The story behind 1 minute
One day, in 1995, in what seems like another lifetime, I'm flipping through channels and I see Marianne Williamson. She's talking about how much time we spend in negativity each day -- thinking negative thoughts about ourselves. And how hard it is to get something positive to happen in your life when you're only focusing on the negative. And that we're so used to thinking unwanted thoughts that we don't even notice what we're doing.
Or something like that.
(Marianne Williamson, I apologize if I have misrepresented you. In my defense, it was more than a couple of decades ago. I'm hoping that will earn me a little wiggle room.)
At any rate, I, of course, yell, "Such BS!" and turn off the TV and throw the remote across the room.
And then I think, "Ah...If I'm being honest here, I'm going to have to admit that that was a tiiiiiiiny bit negative, wasn't it. Maybe she has a point."
So, I decide to challenge myself to think 1 minute of positive thoughts about myself. Just 1 minute. In a whole 24-hour day, how hard can 1 minute be?
I get out an index card to write down things I like about myself. Positive things. About myself. Anything at all. As long as it's positive.
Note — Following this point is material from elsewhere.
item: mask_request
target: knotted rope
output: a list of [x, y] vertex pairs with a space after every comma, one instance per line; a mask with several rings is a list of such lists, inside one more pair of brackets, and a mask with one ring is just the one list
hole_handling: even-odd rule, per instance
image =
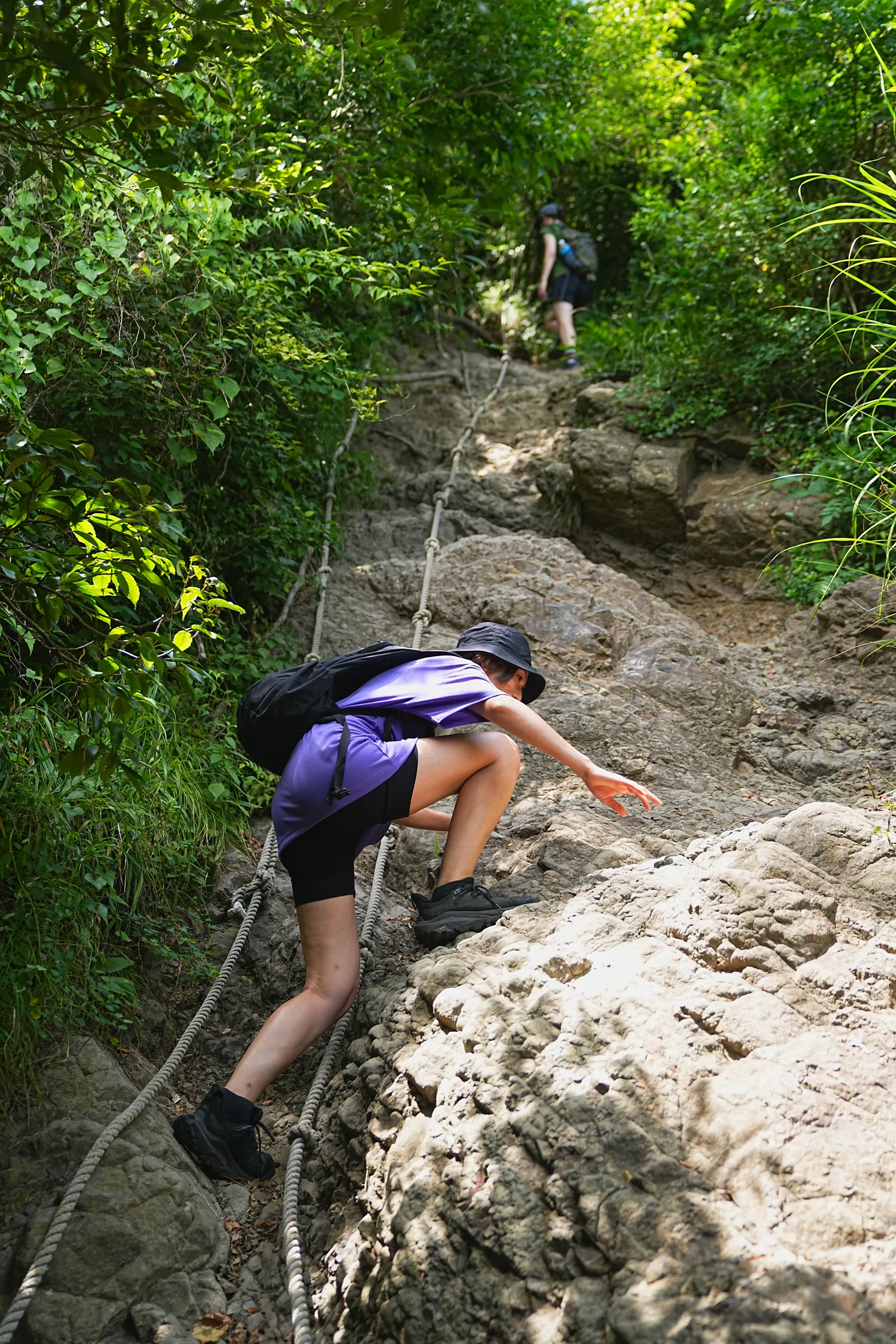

Well, that is not as easy as it looks.
I end up with 3 positive things about myself. It takes me 10 minutes. Here's my list: I'm good at writing. My first instinct is to be kind to people. I like my eyebrows.
I set the timer for 1 minute, read my card, close my eyes and hit go.
You know that feeling when you've been out running around all day and you finally get home and sit down and you're exhausted and it feels just so good to sit down? And someone brings you a drink? And some food? And you feel fabulous?!
It was nothing like that.
It was the world's slowest minute. I kept having to look at my index card because I would forget. By the end of the first 10 seconds, I had forgotten all 3 of the things I had any pride in in this world. Are you kidding me? Mostly I was thinking about people I hated, situations that I was ashamed of or fears I had about what was coming up for me, which was certain to be -- Marianne knows it -- more negativity.
But, I survived. I made it through. And although I actually did feel a little lighter in a very subtle way at first, the biggest surprise was the rest of the day. After just 1 minute full of struggle while trying to focus on something good about myself, I found that the entire rest of the day was calmer, lighter, less anxious. I didn't get as angry. I didn't spend all of my free time beating myself up. One little space opened up. After just 1 minute.
Okay, I thought. Now, I'm listening.